POWER *
Collective Exhibition by Bod Mellor, Jonna Kina, Stine Deja and Gabriel Abrantes
07.05.2026 - 30.05.2026
*as part of the INDEX festival
“Power — a word of overwhelming dimensions — is the starting point of this exhibition. It is a term that defies easy categorization, resisting constraints and fixed definitions. It expands, unfolding throughout history and through the very essence of desire. Its vastness makes any attempt at a total approach impossible. Rather than aiming to be exhaustive, this collective exhibition consciously embraces partiality, choosing to address some of the many facets that define this concept.
This exhibition operates through intuition rather than hierarchy. The works do not seek depth in a systematic way; instead, they deliberately remain close to the surface, where symbols circulate rapidly and authority is exercised, imagined, or distorted. This surface is not superficial. It is charged, unstable, and revealing. Throughout the exhibition, irony functions as a release valve. Its presence sharpens critical edges while also allowing moments of relief under such intensity.
Some works evoke childhood fantasies of authority projected into the future, with children imagining themselves as dictators, where innocence intertwines with domination in ways that are both unsettling and absurd. In other cases, power is staged through absence rather than declaration. Speeches occur without words; total silence is used to assert authority, creating a sense of tension, expectation, and submission through what is withheld rather than expressed. Other works take on darker tones. Prison guards, judges, and detention center administrators are portrayed as monstrous or spectral presences, while ghosts emerge in profound conversations, reflecting on the invisible structures of control that shape contemporary societies. These ghostly figures do not only haunt the past but remain in the present, echoing unresolved brutality and enduring hierarchies.

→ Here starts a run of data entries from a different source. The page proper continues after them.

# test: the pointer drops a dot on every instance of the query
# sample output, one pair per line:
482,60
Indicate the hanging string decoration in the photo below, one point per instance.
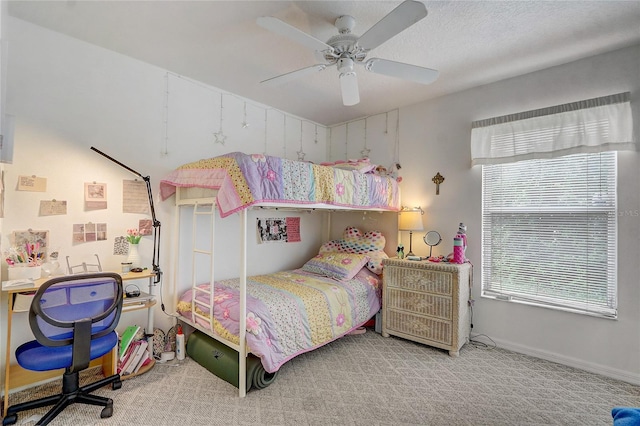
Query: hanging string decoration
301,153
265,132
220,137
245,124
365,152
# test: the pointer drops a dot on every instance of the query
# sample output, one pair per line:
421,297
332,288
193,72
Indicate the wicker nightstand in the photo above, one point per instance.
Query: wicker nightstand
427,302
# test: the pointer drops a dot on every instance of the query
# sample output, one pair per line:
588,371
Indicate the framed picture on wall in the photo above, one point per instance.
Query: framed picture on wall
33,242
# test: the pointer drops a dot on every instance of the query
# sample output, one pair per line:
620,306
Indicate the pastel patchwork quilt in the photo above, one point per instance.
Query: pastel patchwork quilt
243,180
288,313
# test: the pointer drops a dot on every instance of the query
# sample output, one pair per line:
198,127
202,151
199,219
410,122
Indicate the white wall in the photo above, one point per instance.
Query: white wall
68,96
435,137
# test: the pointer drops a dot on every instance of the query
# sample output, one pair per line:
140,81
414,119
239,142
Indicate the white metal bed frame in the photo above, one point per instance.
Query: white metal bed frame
203,202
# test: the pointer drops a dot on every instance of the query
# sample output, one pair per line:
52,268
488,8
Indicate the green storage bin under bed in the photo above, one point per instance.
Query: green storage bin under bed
223,361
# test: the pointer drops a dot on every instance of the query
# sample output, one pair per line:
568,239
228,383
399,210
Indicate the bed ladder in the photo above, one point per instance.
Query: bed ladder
202,210
241,348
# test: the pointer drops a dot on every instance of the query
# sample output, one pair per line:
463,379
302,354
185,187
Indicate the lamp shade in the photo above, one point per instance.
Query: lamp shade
410,220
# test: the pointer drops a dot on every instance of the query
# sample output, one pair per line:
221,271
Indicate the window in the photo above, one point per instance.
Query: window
549,222
549,232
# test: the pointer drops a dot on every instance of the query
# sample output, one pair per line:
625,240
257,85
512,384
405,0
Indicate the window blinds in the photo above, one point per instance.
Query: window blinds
549,232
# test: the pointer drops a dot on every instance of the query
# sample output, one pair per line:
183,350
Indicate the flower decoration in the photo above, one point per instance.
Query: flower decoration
133,236
253,323
29,255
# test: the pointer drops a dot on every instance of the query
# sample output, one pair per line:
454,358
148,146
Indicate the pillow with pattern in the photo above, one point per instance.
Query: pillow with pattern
354,241
339,266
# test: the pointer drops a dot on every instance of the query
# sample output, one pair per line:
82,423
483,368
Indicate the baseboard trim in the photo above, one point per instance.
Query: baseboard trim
613,373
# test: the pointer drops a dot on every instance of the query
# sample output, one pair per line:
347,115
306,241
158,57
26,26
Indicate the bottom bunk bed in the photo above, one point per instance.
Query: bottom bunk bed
288,313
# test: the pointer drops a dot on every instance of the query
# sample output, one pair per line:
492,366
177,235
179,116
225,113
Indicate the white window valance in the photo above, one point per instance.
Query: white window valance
594,125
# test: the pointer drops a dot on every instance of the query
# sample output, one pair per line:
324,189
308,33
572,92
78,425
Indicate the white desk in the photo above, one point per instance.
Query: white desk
16,376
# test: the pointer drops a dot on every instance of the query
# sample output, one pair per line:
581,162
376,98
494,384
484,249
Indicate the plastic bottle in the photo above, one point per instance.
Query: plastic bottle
179,343
458,250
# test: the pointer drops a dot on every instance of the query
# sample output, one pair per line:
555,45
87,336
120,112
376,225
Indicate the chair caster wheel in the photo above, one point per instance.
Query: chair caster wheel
10,419
107,411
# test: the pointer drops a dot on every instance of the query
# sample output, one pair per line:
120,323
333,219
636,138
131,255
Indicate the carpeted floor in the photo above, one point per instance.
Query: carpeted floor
365,380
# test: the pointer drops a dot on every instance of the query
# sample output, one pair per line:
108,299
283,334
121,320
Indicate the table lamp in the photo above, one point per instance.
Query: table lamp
410,219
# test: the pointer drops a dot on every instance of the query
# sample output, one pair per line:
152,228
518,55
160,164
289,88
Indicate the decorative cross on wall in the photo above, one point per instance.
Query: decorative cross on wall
438,179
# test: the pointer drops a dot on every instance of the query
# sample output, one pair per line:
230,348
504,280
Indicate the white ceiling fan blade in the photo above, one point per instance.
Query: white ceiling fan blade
349,88
402,17
282,28
400,70
281,79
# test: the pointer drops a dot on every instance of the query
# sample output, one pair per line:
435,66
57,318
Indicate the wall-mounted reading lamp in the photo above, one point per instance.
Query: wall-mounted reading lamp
156,224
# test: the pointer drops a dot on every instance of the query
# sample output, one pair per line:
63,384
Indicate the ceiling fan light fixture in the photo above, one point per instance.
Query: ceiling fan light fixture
345,49
349,88
345,65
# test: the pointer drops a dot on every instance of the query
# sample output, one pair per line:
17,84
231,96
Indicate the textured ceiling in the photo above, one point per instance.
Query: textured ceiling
219,43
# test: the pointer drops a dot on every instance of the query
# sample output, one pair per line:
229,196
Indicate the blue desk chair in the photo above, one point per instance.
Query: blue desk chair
73,319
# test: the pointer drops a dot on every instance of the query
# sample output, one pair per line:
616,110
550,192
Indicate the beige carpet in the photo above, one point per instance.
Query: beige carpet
366,380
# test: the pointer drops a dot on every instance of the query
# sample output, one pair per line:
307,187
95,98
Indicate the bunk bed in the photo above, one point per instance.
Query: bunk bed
345,270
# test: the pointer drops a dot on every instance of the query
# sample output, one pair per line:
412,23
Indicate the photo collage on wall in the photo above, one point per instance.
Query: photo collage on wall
274,230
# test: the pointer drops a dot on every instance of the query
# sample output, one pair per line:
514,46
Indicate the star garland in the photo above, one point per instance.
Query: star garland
219,136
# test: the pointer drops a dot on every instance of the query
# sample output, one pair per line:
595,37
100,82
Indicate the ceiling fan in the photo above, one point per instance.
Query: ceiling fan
346,50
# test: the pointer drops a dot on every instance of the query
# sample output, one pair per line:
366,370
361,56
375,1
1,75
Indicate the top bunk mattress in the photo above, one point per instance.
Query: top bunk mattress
243,180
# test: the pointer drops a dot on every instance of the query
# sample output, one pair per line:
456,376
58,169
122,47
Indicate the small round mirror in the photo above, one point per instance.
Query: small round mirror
432,238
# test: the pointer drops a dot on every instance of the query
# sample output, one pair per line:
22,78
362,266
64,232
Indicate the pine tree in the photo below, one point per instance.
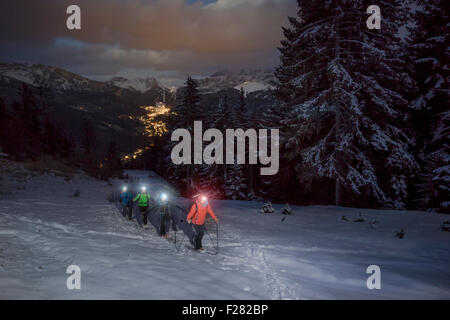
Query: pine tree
342,86
430,117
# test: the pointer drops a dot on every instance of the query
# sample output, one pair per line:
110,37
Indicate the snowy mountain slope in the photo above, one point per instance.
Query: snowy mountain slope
52,77
313,254
140,85
255,79
251,86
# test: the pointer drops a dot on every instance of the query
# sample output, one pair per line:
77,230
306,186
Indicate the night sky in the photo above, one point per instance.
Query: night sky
169,39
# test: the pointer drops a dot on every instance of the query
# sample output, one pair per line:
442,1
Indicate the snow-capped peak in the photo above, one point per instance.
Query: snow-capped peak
141,85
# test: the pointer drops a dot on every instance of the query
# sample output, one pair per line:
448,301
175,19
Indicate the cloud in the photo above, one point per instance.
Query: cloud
170,35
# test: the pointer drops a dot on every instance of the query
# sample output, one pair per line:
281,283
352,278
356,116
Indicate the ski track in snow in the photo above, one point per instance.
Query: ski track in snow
310,255
257,259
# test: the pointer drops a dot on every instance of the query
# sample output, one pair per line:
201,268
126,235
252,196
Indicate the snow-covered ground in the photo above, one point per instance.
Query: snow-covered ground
313,254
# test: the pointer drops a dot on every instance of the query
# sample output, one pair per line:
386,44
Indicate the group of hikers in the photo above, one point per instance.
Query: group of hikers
196,216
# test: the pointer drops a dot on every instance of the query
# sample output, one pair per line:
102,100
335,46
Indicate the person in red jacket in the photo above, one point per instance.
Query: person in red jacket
197,216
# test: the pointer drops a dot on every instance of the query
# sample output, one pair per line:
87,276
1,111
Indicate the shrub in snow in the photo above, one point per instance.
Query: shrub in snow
374,224
267,208
359,219
400,234
286,209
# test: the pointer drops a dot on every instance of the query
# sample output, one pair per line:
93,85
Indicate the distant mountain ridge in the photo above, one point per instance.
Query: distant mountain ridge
39,75
250,80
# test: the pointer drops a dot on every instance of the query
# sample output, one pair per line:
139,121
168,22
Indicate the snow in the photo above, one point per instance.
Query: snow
140,85
252,86
312,254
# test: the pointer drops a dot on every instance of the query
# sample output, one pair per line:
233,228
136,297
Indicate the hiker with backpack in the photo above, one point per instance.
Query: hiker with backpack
126,198
197,216
143,200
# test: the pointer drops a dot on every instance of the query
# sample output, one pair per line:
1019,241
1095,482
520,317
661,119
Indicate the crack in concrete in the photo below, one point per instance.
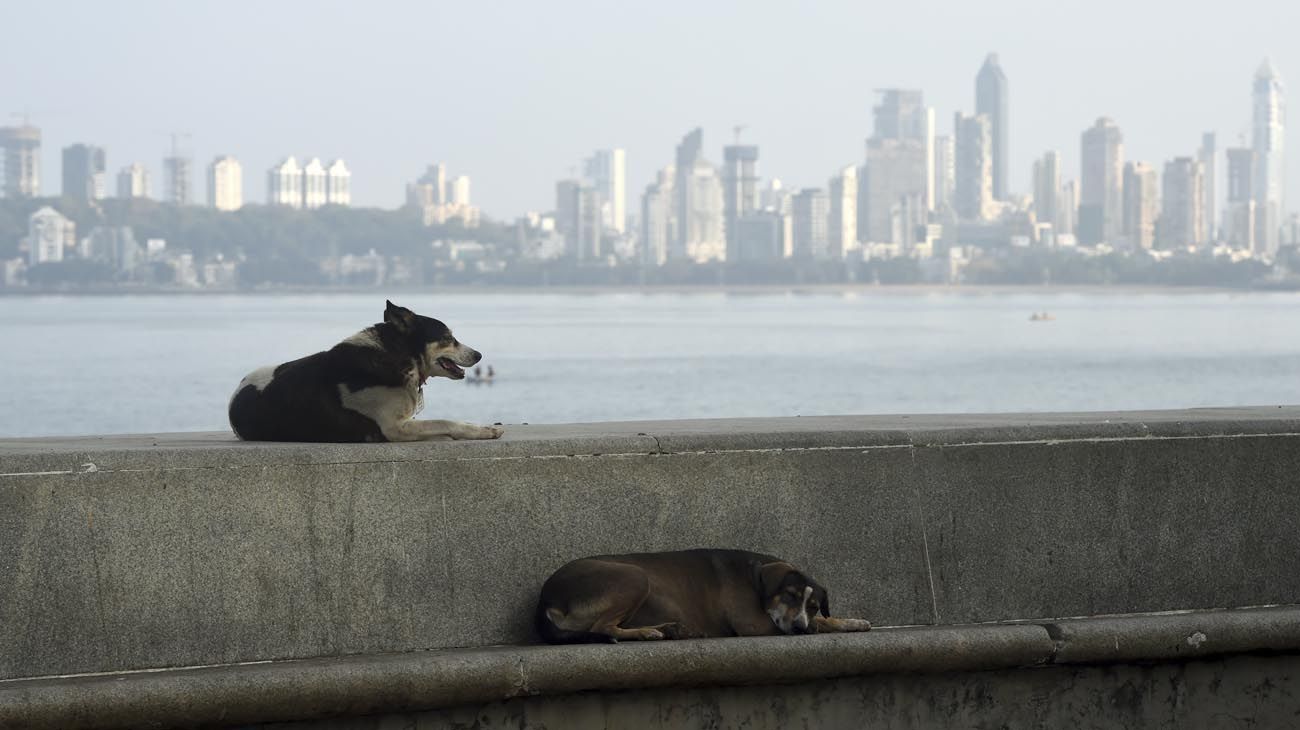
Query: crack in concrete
924,539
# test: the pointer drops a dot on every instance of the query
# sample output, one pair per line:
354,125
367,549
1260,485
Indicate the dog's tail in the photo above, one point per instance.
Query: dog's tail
546,624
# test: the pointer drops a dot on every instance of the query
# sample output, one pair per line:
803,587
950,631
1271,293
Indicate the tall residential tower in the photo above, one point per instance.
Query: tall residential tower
991,99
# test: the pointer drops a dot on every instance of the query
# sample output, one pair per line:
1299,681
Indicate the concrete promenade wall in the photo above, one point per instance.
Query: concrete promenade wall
137,552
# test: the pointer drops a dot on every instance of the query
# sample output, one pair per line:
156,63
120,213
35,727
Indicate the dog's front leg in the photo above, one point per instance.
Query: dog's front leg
443,430
840,625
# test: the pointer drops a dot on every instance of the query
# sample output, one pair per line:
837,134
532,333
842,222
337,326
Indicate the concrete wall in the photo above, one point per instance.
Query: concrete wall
168,551
1238,692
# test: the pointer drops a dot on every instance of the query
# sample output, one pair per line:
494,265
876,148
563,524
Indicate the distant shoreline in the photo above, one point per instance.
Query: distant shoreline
755,290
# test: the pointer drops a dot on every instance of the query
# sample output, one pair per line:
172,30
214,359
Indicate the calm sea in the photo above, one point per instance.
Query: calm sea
141,364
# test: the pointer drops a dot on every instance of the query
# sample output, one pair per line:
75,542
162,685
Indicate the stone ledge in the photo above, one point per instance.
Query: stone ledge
220,450
419,681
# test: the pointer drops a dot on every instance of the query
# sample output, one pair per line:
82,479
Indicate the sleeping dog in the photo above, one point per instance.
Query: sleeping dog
364,389
679,595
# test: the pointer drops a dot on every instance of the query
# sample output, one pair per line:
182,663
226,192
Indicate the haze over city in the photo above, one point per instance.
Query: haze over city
516,96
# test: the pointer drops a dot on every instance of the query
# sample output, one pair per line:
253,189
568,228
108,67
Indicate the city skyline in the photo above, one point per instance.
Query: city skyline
807,105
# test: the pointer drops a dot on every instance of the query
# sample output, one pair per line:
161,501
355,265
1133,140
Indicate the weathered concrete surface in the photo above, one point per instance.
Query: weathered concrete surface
137,552
1238,692
480,683
355,686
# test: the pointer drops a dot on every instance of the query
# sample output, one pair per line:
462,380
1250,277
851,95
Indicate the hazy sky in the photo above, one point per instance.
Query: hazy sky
516,94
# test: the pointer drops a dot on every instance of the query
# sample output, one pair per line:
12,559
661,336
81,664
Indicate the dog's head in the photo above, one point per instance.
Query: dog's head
432,344
792,598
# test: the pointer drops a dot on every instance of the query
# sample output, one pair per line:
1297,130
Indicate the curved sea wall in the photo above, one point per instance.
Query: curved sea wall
376,574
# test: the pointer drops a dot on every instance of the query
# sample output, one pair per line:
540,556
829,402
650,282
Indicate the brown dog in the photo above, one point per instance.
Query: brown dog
683,595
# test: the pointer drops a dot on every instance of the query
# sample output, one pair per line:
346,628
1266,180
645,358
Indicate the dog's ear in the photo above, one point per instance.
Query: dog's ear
771,574
398,316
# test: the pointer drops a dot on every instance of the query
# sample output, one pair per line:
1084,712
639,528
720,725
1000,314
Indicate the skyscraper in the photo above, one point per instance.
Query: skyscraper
1047,190
1070,208
1142,205
1181,207
285,185
432,186
606,172
974,192
811,212
698,211
1101,183
896,186
178,179
48,235
313,183
991,100
740,188
1239,224
657,224
21,150
85,173
1269,164
338,183
945,173
1209,203
133,181
225,183
577,217
843,224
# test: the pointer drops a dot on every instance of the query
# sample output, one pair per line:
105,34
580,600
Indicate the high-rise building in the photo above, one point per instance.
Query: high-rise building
1101,183
85,173
21,150
285,183
133,181
896,186
1181,207
338,183
974,192
740,188
1142,205
606,172
761,237
843,224
1269,185
178,178
657,222
991,100
945,173
1047,190
225,183
1070,208
811,211
698,211
577,217
1209,204
1239,224
48,235
315,181
430,188
460,190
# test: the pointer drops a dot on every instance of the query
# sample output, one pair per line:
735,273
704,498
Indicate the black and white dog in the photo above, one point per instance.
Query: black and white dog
364,389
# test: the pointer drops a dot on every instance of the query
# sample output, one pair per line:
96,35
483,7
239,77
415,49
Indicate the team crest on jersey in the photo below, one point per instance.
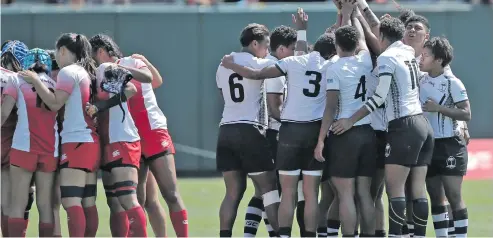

Sound works based on field recordings of drones symbolize regimes of surveillance and control over disputed territories. These sonic traces operate quietly yet persistently, reflecting forms of power that are both dominant and almost invisible. Poems inscribed on the walls of historic buildings offer no illusion of hope. They refuse consolation and recognize language as a space where violence is seen as irreversible. The exhibition also suggests less visible forms of power. The afterlife appears as an extension of control, where systems of belief continue to regulate bodies and behavior beyond death.